「夢の検閲官」 筒井康隆

「夢の検閲官」 筒井康隆

私は筒井康隆の熱心な読者ではなく、かと言ってアンチでもない。奇想天外さとか実験性とかそういうものにあまり惹かれないため、これまで積極的に手に取ることはなかった。

「夢の検閲官・魚籃観音記」という短編集の表題作であるこの一遍は、息子を亡くした母親が安眠できるよう夢の入り口で取り締まる検閲官の話だ。クオリティも完成度も高い傑作だと思う。

重い題材ではあるが、笑いの要素も含んでいる。出先で読んでいたので、声を押し殺すのに苦労した。でも下品さはなく、毒素も少ない。面白いだけで終わらず、悲しくて、切なくて、そしてほろっとまでさせられる。ラストで泣きそうになってしまった。まあ、ある意味で“らしくない”とも言えるが、筒井作品と疎遠になっている人も新鮮に楽しめる一遍ではないだろうか。

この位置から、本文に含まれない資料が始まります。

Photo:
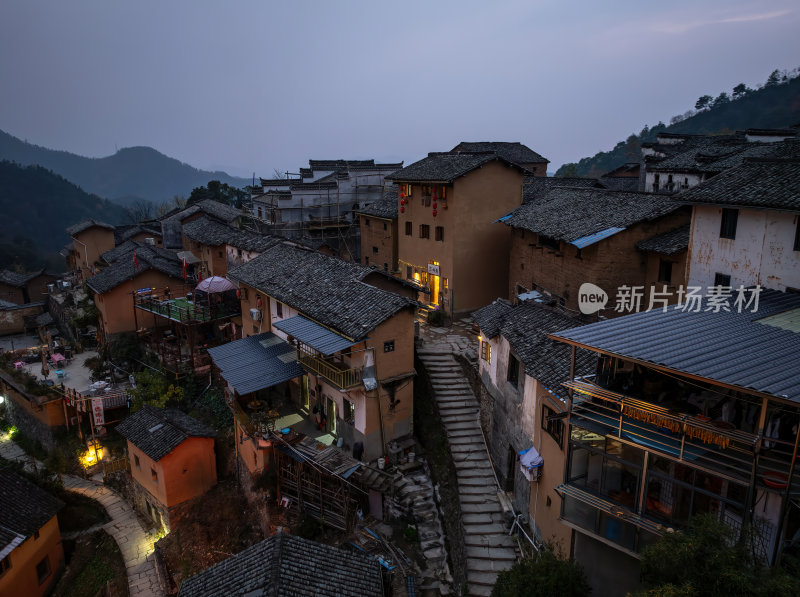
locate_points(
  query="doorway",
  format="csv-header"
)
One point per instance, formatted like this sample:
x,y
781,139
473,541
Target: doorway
x,y
332,416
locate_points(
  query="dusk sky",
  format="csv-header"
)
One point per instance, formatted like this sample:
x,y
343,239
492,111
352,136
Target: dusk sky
x,y
250,87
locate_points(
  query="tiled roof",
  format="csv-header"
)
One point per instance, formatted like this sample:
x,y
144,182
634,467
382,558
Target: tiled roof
x,y
768,183
446,167
123,267
513,152
24,507
620,183
569,214
325,289
158,432
18,280
211,232
739,349
222,212
285,565
526,327
668,243
123,233
536,187
490,317
85,225
385,207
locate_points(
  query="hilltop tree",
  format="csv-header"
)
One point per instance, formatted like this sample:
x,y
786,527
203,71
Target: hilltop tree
x,y
741,90
722,99
217,191
773,79
703,102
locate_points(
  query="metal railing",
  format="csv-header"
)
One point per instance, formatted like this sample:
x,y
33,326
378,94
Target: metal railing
x,y
340,377
727,451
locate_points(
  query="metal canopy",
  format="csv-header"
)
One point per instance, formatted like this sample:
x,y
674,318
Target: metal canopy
x,y
314,335
256,362
590,239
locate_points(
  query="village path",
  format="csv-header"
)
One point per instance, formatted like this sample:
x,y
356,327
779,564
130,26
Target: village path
x,y
489,548
135,544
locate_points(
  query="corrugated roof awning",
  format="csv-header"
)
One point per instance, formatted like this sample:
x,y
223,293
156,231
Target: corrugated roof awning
x,y
590,239
256,362
314,335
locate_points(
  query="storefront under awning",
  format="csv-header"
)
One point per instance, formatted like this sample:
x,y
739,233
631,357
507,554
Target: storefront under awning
x,y
314,335
256,362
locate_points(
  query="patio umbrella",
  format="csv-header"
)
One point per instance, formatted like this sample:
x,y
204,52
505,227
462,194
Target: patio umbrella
x,y
215,284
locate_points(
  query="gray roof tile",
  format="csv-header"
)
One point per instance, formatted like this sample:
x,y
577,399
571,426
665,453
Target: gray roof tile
x,y
766,183
123,268
24,507
326,289
571,213
285,565
446,167
85,225
668,243
158,432
210,231
514,152
727,347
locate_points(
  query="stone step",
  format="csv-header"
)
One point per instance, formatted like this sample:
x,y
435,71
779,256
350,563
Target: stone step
x,y
489,541
493,553
448,418
489,507
463,425
479,590
481,578
487,565
467,448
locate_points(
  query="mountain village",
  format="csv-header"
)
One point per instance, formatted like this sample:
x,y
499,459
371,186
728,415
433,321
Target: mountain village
x,y
401,379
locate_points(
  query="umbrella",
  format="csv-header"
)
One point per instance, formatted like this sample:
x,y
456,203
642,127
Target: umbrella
x,y
215,284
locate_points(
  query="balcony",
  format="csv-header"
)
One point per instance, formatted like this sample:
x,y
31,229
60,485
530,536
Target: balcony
x,y
182,309
694,439
336,374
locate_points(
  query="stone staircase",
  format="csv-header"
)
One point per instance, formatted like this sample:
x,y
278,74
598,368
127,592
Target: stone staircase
x,y
489,548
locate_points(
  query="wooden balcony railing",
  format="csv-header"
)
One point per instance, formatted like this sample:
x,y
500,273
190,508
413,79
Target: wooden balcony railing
x,y
344,379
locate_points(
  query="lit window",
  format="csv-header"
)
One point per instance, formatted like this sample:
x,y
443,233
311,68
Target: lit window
x,y
513,370
553,425
722,280
43,570
665,271
730,218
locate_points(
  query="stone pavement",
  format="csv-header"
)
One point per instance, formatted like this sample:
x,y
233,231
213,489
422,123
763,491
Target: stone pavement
x,y
489,547
135,544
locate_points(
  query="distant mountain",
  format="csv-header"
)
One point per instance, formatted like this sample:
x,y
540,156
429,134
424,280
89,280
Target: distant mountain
x,y
131,173
776,105
37,206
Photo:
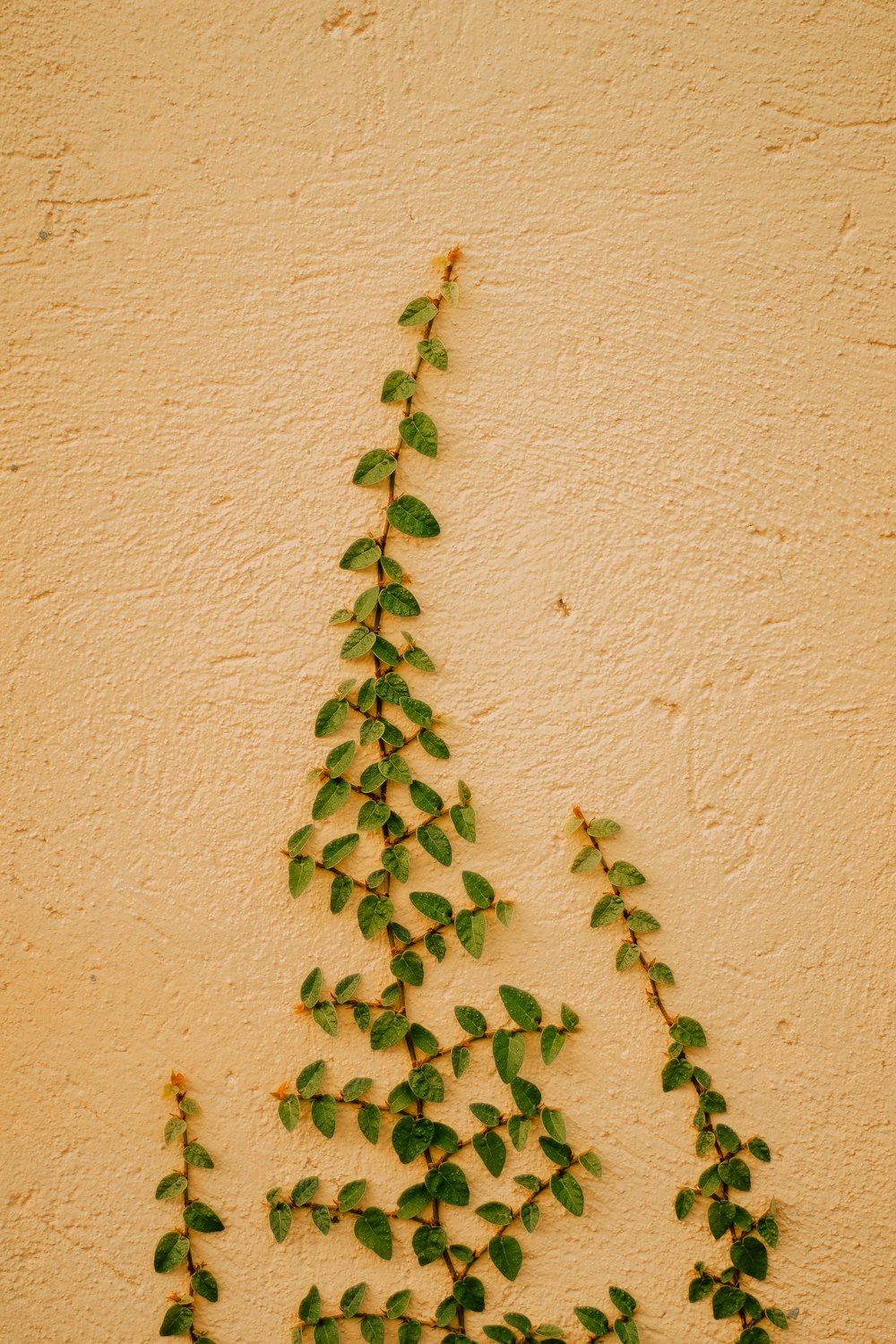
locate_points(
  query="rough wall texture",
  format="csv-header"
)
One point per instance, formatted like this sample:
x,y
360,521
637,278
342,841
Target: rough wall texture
x,y
668,408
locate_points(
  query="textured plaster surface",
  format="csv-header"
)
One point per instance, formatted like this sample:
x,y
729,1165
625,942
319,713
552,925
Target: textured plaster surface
x,y
661,590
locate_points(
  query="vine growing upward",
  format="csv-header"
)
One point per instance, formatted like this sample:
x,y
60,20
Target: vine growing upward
x,y
390,736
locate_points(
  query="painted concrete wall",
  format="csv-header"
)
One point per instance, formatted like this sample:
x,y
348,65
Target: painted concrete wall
x,y
661,590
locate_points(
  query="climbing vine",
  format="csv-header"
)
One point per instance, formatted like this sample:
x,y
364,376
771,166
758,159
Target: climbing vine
x,y
177,1249
389,737
748,1236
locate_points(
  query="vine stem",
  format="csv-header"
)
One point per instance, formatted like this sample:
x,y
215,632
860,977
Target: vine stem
x,y
656,999
383,792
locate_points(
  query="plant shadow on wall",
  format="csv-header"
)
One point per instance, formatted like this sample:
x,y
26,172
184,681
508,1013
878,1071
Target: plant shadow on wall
x,y
457,1210
732,1289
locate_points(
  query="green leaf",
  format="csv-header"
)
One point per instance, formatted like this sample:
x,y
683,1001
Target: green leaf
x,y
171,1252
373,814
324,1115
469,926
419,433
750,1257
351,1195
602,827
330,798
555,1150
435,746
374,467
374,1231
411,516
365,604
508,1050
280,1220
340,758
397,860
727,1301
728,1140
400,601
374,914
201,1218
360,556
204,1284
435,843
411,1136
435,352
195,1155
425,798
300,874
622,1301
642,922
447,1183
552,1042
688,1031
171,1185
418,312
311,1078
527,1096
676,1073
358,642
300,838
586,860
433,906
492,1150
625,875
594,1320
606,910
398,386
389,1030
505,1254
429,1244
684,1203
626,954
338,849
177,1320
522,1008
567,1191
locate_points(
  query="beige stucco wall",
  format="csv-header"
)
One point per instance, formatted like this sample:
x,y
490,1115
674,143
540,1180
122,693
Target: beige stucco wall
x,y
669,406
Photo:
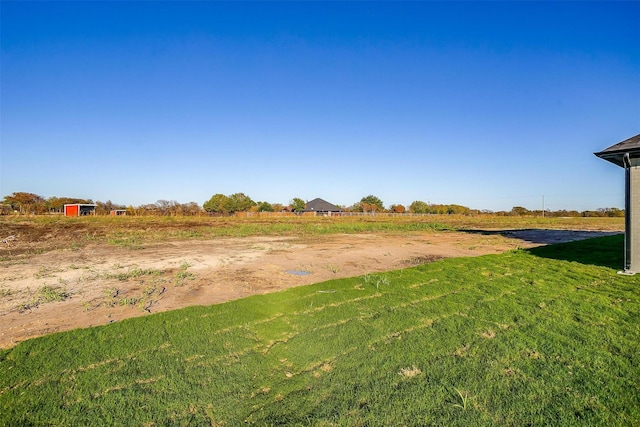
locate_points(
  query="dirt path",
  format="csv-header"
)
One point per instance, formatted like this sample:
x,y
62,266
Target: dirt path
x,y
98,284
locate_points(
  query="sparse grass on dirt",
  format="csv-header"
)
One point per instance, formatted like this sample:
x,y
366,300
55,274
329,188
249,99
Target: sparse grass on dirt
x,y
539,337
43,233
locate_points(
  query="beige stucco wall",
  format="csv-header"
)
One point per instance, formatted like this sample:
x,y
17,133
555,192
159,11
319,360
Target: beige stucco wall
x,y
635,215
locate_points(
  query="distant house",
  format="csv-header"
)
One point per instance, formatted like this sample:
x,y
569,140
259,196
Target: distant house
x,y
322,207
79,209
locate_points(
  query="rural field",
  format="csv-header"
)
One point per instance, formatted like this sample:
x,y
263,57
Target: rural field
x,y
435,320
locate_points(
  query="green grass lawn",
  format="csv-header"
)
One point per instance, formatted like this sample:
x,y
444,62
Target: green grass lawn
x,y
549,336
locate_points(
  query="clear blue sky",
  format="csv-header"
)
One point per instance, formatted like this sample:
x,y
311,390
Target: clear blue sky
x,y
483,104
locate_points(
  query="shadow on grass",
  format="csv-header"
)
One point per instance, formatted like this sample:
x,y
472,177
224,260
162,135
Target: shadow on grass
x,y
605,251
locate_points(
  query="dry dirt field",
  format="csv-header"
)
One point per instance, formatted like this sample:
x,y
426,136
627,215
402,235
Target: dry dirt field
x,y
62,287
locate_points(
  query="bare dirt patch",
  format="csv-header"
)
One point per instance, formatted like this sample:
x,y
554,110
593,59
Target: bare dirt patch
x,y
102,283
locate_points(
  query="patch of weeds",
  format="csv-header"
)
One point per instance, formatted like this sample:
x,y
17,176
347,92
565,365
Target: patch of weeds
x,y
136,272
110,294
463,398
45,272
374,280
183,275
44,295
143,302
333,268
410,372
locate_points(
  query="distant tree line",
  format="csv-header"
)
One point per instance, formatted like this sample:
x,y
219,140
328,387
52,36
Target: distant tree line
x,y
220,204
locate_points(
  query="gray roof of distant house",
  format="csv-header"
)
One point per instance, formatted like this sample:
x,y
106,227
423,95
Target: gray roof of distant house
x,y
616,152
319,205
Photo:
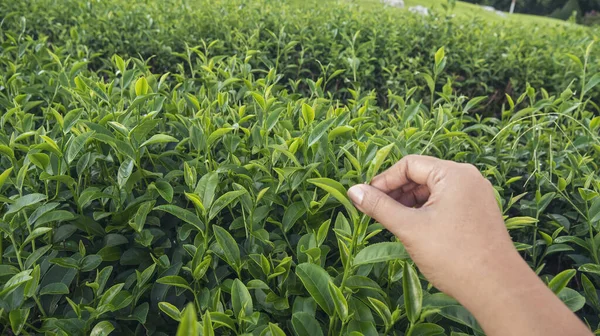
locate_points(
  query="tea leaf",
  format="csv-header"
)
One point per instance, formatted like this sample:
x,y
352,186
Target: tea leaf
x,y
306,325
241,299
380,252
294,212
229,246
189,324
413,293
158,138
185,215
336,190
103,328
316,281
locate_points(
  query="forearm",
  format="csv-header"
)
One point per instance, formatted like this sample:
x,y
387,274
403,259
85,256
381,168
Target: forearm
x,y
510,299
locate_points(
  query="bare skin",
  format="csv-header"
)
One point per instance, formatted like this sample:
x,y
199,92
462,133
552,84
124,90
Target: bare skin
x,y
446,215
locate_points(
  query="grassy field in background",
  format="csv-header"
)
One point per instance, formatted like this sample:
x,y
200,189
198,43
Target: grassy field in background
x,y
468,10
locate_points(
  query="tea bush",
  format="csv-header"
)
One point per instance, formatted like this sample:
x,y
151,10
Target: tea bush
x,y
162,155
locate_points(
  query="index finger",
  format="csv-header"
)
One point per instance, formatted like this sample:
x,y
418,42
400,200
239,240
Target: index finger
x,y
411,168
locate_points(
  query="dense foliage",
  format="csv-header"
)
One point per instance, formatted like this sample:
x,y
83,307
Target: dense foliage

同じ短編集に「馬」という作品があるのだが、これは抱腹な一遍で、馬か人間か区別がつかないという男の話だ。なにそれ?と思うだろうが、あらすじをだらだら書くのは野暮というもの。奇想天外な筒井ワールドなので、読んで感じるしかない。俗っぽくて、不条理で、良い意味で品がなくて、とにかく最高なのである。それにしても、なんと奇天烈な発想なのだろう。村上春樹氏が筒井康隆氏を好きな理由が、なんとなくわかったような気がした。